Problem Statement

Given two binary trees, write a function to check if they are structurally identical and have the same node values.

Examples

Example 1:

Consider two binary trees:

Tree 1:
     1
    / \
   2   3

Tree 2:
     1
    / \
   2   3

The function should return true since both trees are identical in structure and node values.

Input: p = [1,2,3], q = [1,2,3]

Output: true

Different Approaches

1 Recursive Approach:

1. Traverse both trees simultaneously.
2. At each step, compare the current nodes' values and
3. recursively check their left and right subtrees.
4. If at any point, the values are not equal or the structures differ, return false.
5. If both trees are fully traversed and no differences are found, return true.

2 Iterative Approach using Stack

1. Perform iterative preorder traversal on both trees using stacks.
2. At each step, compare the current nodes' values and push their children onto the stack.
3. If the values are not equal or one tree has a child while the other does not, return false.
4. If both stacks are empty and no differences are found, return true.

Code Implementation

1 Recursive:

#include <iostream>
#include <stack>
using namespace std;

// Definition for a binary tree node.
struct TreeNode {
    int val;
    TreeNode *left;
    TreeNode *right;
    TreeNode(int x) : val(x), left(NULL), right(NULL) {}
};

class Solution {
public:
    bool isSameTree(TreeNode* p, TreeNode* q) {
        if (!p && !q) return true; // Both trees are empty
        if (!p || !q) return false; // One tree is empty, the other is not
        if (p->val != q->val) return false; // Nodes have different values
        return isSameTree(p->left, q->left) && isSameTree(p->right, q->right); // Recursively check left and right subtrees
    }
};

int main() {
    Solution solution;
    
    // Example usage
    TreeNode* tree1 = new TreeNode(1);
    tree1->left = new TreeNode(2);
    tree1->right = new TreeNode(3);

    TreeNode* tree2 = new TreeNode(1);
    tree2->left = new TreeNode(2);
    tree2->right = new TreeNode(3);

    cout << "Are the trees the same? " << (solution.isSameTree(tree1, tree2) ? "Yes" : "No") << endl;

    return 0;
}

Explanation:

• If both p and q are NULL, indicating empty trees, we return true as they are considered identical.
• If one of p or q is NULL while the other is not, the trees are structurally different, so we return false.
• If the values of the current nodes p and q are different, the trees cannot be identical, so we return false.
• Otherwise, we recursively call isSameTree for the left and right subtrees of both p and q. If both recursive calls return true, indicating that the corresponding subtrees are identical, we return true; otherwise, we return false.

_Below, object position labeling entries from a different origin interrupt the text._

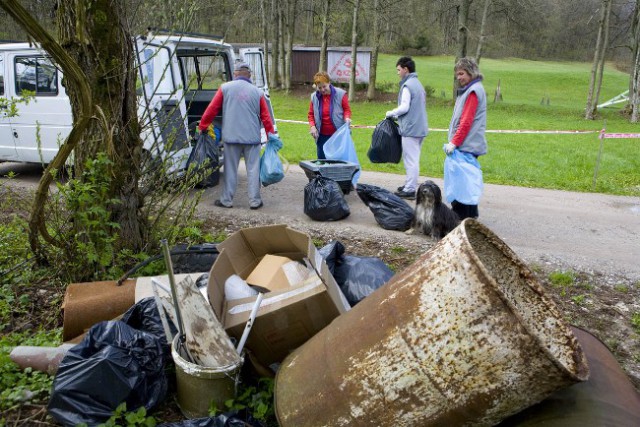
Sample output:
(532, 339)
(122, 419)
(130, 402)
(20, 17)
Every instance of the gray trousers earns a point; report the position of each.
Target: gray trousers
(232, 154)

2 Iterative Approach using Stack:

class Solution {
public:
    bool isSameTree(TreeNode* p, TreeNode* q) {
        stack<TreeNode*> stackP, stackQ;
        stackP.push(p);
        stackQ.push(q);
        
        while (!stackP.empty() && !stackQ.empty()) {
            TreeNode* nodeP = stackP.top();
            TreeNode* nodeQ = stackQ.top();
            stackP.pop();
            stackQ.pop();
            
            if (!nodeP && !nodeQ) continue; // Both nodes are empty, continue to next iteration
            if (!nodeP || !nodeQ || nodeP->val != nodeQ->val) return false; // Nodes are not identical
            stackP.push(nodeP->right); // Push right children onto stack
            stackP.push(nodeP->left); // Push left children onto stack
            stackQ.push(nodeQ->right); // Push right children onto stack
            stackQ.push(nodeQ->left); // Push left children onto stack
        }
        
        return stackP.empty() && stackQ.empty(); // Both stacks should be empty for trees to be identical
    }
};

Explanation:

1. We define a class Solution containing the function isSameTree, which takes pointers to the root nodes of two binary trees (p and q) as arguments.
2. We use two stacks (stackP and stackQ) to perform iterative preorder traversal simultaneously on both trees.
3. We push the root nodes of both trees onto their respective stacks to initiate traversal.
4. While both stacks are not empty:
   1. Pop the top nodes (nodeP and nodeQ) from both stacks.
   2. If both nodes are empty, continue to the next iteration.
   3. If one node is empty while the other is not, or their values are not equal, return false.
   4. Push the right and left children of both nodes onto their respective stacks for traversal.
5. After the traversal is complete, both stacks should be empty for the trees to be identical.

Complexity Analysis

1 Recursive Approach:

• Time Complexity: O(n), where n is the number of nodes in the smaller tree.
• Space Complexity: O(h), where h is the height of the tree due to recursive calls on the stack.

2 Iterative Approach using Stack:

• Time Complexity: O(n), where n is the number of nodes in the smaller tree.
• Space Complexity: O(h), where h is the height of the tree due to the stack space used for traversal.